Dal 5 dicembre al 6 gennaio si svolge al Palazzo del Podestà, a Rimini, la mostra dei presepi dal mondo. Organizzata dalla Caritas diocesana e dalla Migrantes, la settima edizione concentra la sua attenzione sulla famiglia. “Viviamo un momento di grande difficoltà per i nuclei familiari, specialmente quelli immigrati, emblema della famiglia di Gesù che deve lasciare tutto per fuggire in un mondo nuovo, dove sarà chiamato straniero”, spiega Vasile seminarista rumeno in servizio presso la Caritas diocesana, che ogni anno coordina l’attività.
La mostra dei Presepi dal Mondo ci mette davanti alla famiglia in fuga, rappresentata da icone, quadri e da un’esposizione di nuclei familiari in costume provenienti dai paesi di origine degli immigrati. Quest’anno i presepi non saranno suddivisi per continenti. “Con questo gesto vogliamo comunicare che non importa il colore della pelle o il paese di provenienza, se sei ricco o sei povero. Davanti a Cristo siamo tutti uguali. È un modo per rappresentare un mondo dove non sono presenti né invidia né sofferenza; un mondo senza differenze dove l’unica cosa che importa è la persona”, continua Vasile. Un piccolo gesto concreto per mettere in pratica quello che spesso rischia di rimanere soltanto una parola, cioè l’unità tra le persone. La mostra accoglie più di 200 presepi, di cui trenta costruiti artigianalmente dai gruppi di immigrati. “Per noi partecipare a questa iniziativa è molto importante – spiega Rosaria della comunità peruviana che è presente dal 2005 – soprattutto per il suo significato religioso. Noi, infatti, prepariamo la venuta del Signore. Prendere parte a questo evento è un modo per rafforzare la nostra fede”.
Il presepe peruviano è realizzato da una ventina di persone della Hermandad del Nostro Signore dei Miracoli. “Ognuno porta la sua idea, poi si lavora insieme.
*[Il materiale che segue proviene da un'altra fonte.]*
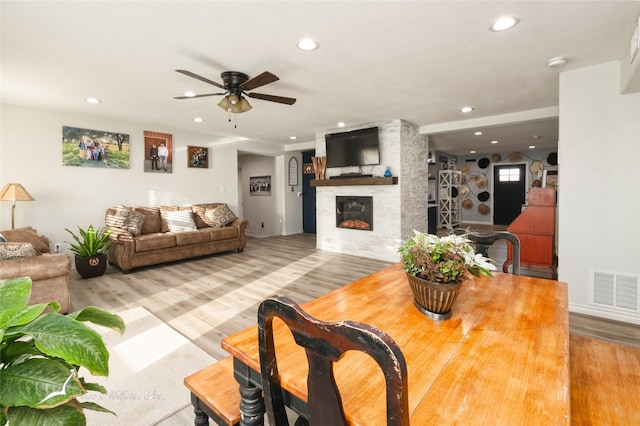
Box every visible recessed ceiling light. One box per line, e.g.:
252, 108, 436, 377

Ogni anno rappresentiamo una regione. L’anno scorso era l’Amazzonia, quest’anno facciamo la costa. Molti elementi che compongono il presepe li portiamo dal Perù. Quando qualcuno fa un viaggio già pensa a cosa potrebbe servire. Per costruire il presepe sono necessario 2-300 euro così, prima dell’inizio della manifestazione, la comunità realizza un’attività per reperire i fondi necessari all’acquisto del materiale”.
Dominique, cuoco alla mensa della Caritas, invece, il presepe lo prepara da solo perché è l’unico senegalese cattolico a Rimini. “In Senegal -racconta- i cattolici sono solo il 6%, la maggior parte del paese è mussulmana (90%). Io partecipo a questa iniziativa perché sono un immigrato e sono cattolico; lo faccio per la mia fede, faccio sempre il presepe anche a casa mia. Cosa ci metto di nuovo? Dipende dagli anni. Ogni volta cerco di inserire qualche elemento diverso. Quando vado al mercato, nei negozi, cerco sempre qualcosa che mi potrà servire per il presepe. Del mio presepe voglio far conoscere il contesto rurale del Senegal, con statuine di animali, contadini etc. Il presepe in sé ha lo stesso significato per tutti, cioè la nascita di Cristo Salvatore, però ogni nazione poi aggiunge gli aspetti della sua cultura e del paesaggio”.
Alla mostra partecipano anche quei paesi dove la tradizione del presepe non è quella più sentita. Una di queste è la Romania, dove la nascita di Gesù è rappresentata attraverso la simbologia iconografica. Il centro è la stella che aiuta ogni credente a trovare Gesù che è nato, così come la stella ha aiutato i Re Magi. In Romania, nella notte di Natale si annuncia la nascita di Gesù attraverso i canti che la sera vengono intonati dai bambini e che continuano fino al mattino con i gruppi di giovani che vanno di casa in casa cantando le ’coline’ (canzoni che parlano della nascita e di avvenimenti successivi). Il Presepe in Romania esiste, ma è preparato solo dai fedeli di rito romano.
Ogni anno la mostra dei Presepi viene visitata da circa 20 mila persone. “Vedere questa mostra per me ha più significati. -racconta Georgiana che lo scorso anno ha partecipato da protagonista insieme ai bimbi rom del Centro Educativo Caritas – Prima di tutto c’è un aspetto di conoscenza dell’altra cultura, il suo modo di vivere il Natale. Capire l’importanza e l’impegno delle persone di rappresentarsi attraverso un unico simbolo ed apprezzare la visione altrui. Inoltre vedere paesi diversi, comunità diverse, che hanno a cuore lo stesso simbolo, dimenticandosi, per un attimo, della propria individualità, e pensando alla collettività, mi emoziona, mi fa capire che i muri delle differenze si possono abbattere, basta volerlo”.